CHAPTER V
A Discovery
Sub-Lieutenant Jack Hamerton was fairly well-informed as far as British naval officers go, and his information regarding the island fortress of Heligoland was fairly extensive, but he still had a lot to learn.
He knew the history of the island from its capture by the British from the Danes in the first decade of the nineteenth century. For nearly ninety years Heligoland existed as a British possession, its safety entrusted to a handful of coastguards, its ordering to a British governor, and its spiritual welfare to a Lutheran pastor. Up till 1850 the then pastor used regularly to offer up a prayer in the presence of his flock that a storm might arise to cast a valuable wreck upon the cliff-bound coast, for the Frisian inhabitants of Heligoland were to a great extent dependent upon the unlawful harvest of the sea.
As for the governor, his office was little more than a sinecure, once the regulations forbidding gaming were enforced. It was said that one of these officials was responsible for the introduction of rabbits upon Sandy Island, in order that his guests might while away the otherwise tedious hours by indulging in a little shooting. To-day, where the twelve-bores of the sportsmen used to bowl over harmless rabbits, enormous Krupp guns, on disappearing mountings, are cunningly concealed in strongly protected pits, for Sandy Island—now known as Sandinsel—has been artificially increased until it is nearly twice as large in extent as Heligoland itself.
Even Heligoland has undergone a complete metamorphosis. The little red sandstone rock, barely three-quarters of a mile in length and a quarter of a mile in breadth, had long been threatened with destruction by the action of the sea. Neglected under British rule, the island seemed fated to be wiped off the map, for after every heavy storm huge masses of sandstone would slide into the raging waters.

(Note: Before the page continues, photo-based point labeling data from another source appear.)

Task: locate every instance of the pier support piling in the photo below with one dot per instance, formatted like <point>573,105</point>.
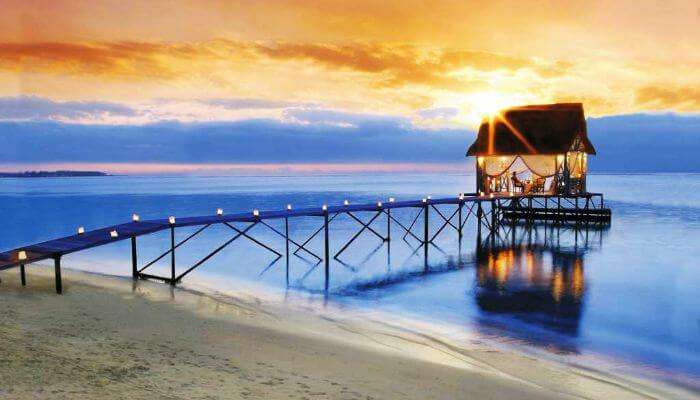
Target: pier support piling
<point>326,250</point>
<point>172,255</point>
<point>57,274</point>
<point>134,260</point>
<point>286,246</point>
<point>388,225</point>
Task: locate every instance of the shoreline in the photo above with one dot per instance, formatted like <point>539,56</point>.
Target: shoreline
<point>254,348</point>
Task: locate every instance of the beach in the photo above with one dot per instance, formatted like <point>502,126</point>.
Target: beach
<point>110,337</point>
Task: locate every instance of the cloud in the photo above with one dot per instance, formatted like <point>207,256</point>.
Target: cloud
<point>36,108</point>
<point>122,59</point>
<point>392,65</point>
<point>249,141</point>
<point>251,103</point>
<point>343,119</point>
<point>668,97</point>
<point>439,113</point>
<point>406,64</point>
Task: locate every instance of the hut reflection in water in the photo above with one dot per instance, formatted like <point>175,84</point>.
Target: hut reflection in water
<point>536,276</point>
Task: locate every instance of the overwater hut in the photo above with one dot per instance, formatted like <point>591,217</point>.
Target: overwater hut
<point>533,149</point>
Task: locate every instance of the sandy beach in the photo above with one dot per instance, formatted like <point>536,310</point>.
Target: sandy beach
<point>109,337</point>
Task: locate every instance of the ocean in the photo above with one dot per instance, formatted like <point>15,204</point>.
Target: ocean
<point>626,295</point>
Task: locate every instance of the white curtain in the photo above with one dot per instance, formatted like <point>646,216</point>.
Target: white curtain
<point>496,165</point>
<point>541,165</point>
<point>577,163</point>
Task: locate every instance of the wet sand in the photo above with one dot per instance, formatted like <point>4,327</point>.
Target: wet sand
<point>109,337</point>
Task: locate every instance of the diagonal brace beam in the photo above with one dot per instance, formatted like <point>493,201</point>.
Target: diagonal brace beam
<point>197,232</point>
<point>313,235</point>
<point>213,253</point>
<point>366,225</point>
<point>408,231</point>
<point>444,225</point>
<point>254,240</point>
<point>358,234</point>
<point>299,246</point>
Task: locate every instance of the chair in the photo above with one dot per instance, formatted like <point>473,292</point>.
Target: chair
<point>517,183</point>
<point>538,185</point>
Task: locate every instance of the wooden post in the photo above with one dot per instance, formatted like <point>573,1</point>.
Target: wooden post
<point>286,239</point>
<point>479,215</point>
<point>388,225</point>
<point>326,249</point>
<point>426,211</point>
<point>426,237</point>
<point>459,226</point>
<point>57,274</point>
<point>134,261</point>
<point>172,255</point>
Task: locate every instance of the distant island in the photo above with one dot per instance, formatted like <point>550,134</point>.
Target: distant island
<point>51,174</point>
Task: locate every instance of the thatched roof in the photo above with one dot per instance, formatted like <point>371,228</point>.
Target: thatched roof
<point>540,129</point>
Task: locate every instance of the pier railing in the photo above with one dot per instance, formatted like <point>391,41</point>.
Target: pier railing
<point>491,212</point>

But directly Heligoland became a German possession prompt steps were taken to prevent further inroads of the ocean. The worthless rock was destined to be one of the most powerful fortresses in the North Sea, and a perpetual thorn in Britannia's side. Accordingly a massive sea wall of granite was built to encircle the island and baulk the billows of the German Ocean. This done, the work of fortifying the island with modern weapons was begun, and had been rapidly yet secretly carried out.
The British Government was cognizant of the fact that Krupp guns had been mounted, presumably equivalent to the nine-inch weapons. But it did not know that the ordnance consisted chiefly of fifteen-inch guns, conveyed under the most elaborate conditions of secrecy to the island.
His Majesty's Intelligence Department knew of an ammunition tunnel piercing the island from north to west; it knew nothing of the presence of vast artificial caves filled with oil fuel, with discharging pipes capable of supplying a fleet of the largest battleships with crude petroleum in the minimum of time.
The British Admiralty official charts and sailing directions gave the depth of the anchorage in North Haven at less than four and a quarter fathoms anywhere south of a line drawn due east of Nathurn, the northernmost extremity of Heligoland. By the same authority the maximum depth in South Haven, and within a mile of the Unterland, was given as three and three-quarter fathoms. In reality, thanks to strenuous dredging operations between the two islands, a fleet of the deepest-draughted battleships could lie at anchor, protected from all winds by the enormous harbour works that had sprung into existence during the last fifteen or twenty years.